Regulation of B-cell immune responses: predominant role of interleukin-4 in triggering cell proliferation and Ig production in competent B cells.

We established a system for induction of competence in B cells following brief (45 min) exposure to either the combination of phorbol 12,13-dibutyrate (PDB) and ionomycin (I) (PDB/I) or PDB/anti-IgM. B cells, rendered competent in this fashion, were able to respond to PDB in the second or progression phase of culture but did not proliferate on their own. In addition, competent B cells were IL-2- or IL-4-responsive, due to up-regulation of their respective receptors following competence induction. IL-4 was found to have the most effective role in the progression phase to promote DNA synthesis and was able to enhance both IL-2 and IL-4 receptor expression. Whereas provision of IL-4 could induce IgM, IgG, and IgA in the absence of T cells, it did not result in IgE production.
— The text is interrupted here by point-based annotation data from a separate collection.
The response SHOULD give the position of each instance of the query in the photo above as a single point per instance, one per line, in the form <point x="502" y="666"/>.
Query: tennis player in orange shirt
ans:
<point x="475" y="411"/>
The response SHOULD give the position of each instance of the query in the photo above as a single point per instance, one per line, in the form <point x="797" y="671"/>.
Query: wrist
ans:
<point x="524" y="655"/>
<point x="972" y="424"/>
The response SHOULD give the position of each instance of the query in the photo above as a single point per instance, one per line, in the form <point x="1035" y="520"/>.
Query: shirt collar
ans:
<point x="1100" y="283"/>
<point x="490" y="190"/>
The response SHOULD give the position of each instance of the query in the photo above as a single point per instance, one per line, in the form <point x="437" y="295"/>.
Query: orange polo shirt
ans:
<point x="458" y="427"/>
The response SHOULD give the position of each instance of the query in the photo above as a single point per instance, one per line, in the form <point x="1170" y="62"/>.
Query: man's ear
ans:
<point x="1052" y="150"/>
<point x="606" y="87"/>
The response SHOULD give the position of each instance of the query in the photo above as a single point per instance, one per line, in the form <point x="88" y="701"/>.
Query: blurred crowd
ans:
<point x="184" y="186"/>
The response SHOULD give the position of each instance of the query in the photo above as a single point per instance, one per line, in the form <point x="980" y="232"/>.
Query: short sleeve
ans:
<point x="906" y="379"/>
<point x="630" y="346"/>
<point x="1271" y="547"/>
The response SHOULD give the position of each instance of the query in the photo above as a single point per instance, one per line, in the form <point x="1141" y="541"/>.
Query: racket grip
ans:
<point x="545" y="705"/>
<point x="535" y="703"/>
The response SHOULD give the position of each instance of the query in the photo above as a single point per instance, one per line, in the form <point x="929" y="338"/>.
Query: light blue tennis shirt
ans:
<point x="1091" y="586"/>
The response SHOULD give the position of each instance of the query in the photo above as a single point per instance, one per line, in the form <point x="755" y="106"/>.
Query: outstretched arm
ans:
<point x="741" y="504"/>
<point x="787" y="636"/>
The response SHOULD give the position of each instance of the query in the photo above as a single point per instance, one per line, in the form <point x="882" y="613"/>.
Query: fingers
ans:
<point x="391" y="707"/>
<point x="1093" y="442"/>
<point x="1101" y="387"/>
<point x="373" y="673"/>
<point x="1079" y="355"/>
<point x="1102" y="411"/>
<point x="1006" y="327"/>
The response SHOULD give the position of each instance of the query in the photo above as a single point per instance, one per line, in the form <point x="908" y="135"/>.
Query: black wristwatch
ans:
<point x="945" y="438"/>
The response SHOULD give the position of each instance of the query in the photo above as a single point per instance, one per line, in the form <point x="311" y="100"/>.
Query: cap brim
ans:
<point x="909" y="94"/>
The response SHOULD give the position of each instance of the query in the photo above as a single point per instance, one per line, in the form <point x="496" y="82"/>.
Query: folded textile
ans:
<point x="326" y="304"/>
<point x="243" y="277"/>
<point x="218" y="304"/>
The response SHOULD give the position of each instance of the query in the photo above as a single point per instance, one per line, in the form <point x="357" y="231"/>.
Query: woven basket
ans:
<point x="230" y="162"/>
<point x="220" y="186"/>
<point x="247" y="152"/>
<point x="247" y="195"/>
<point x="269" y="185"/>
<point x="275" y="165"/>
IgE production was only achieved in the presence of activated T cells (competent) together with competent B cells. These results indicate that IL-4 has a major role in B-cell immune responses following initial activation and trigger the cells, in the absence of T cells or other factors, to proliferate and differentiate into Ig-secreting cells. For IgE production in competent B cells, however, IL-4 alone could not overcome the requirement for activated T cells.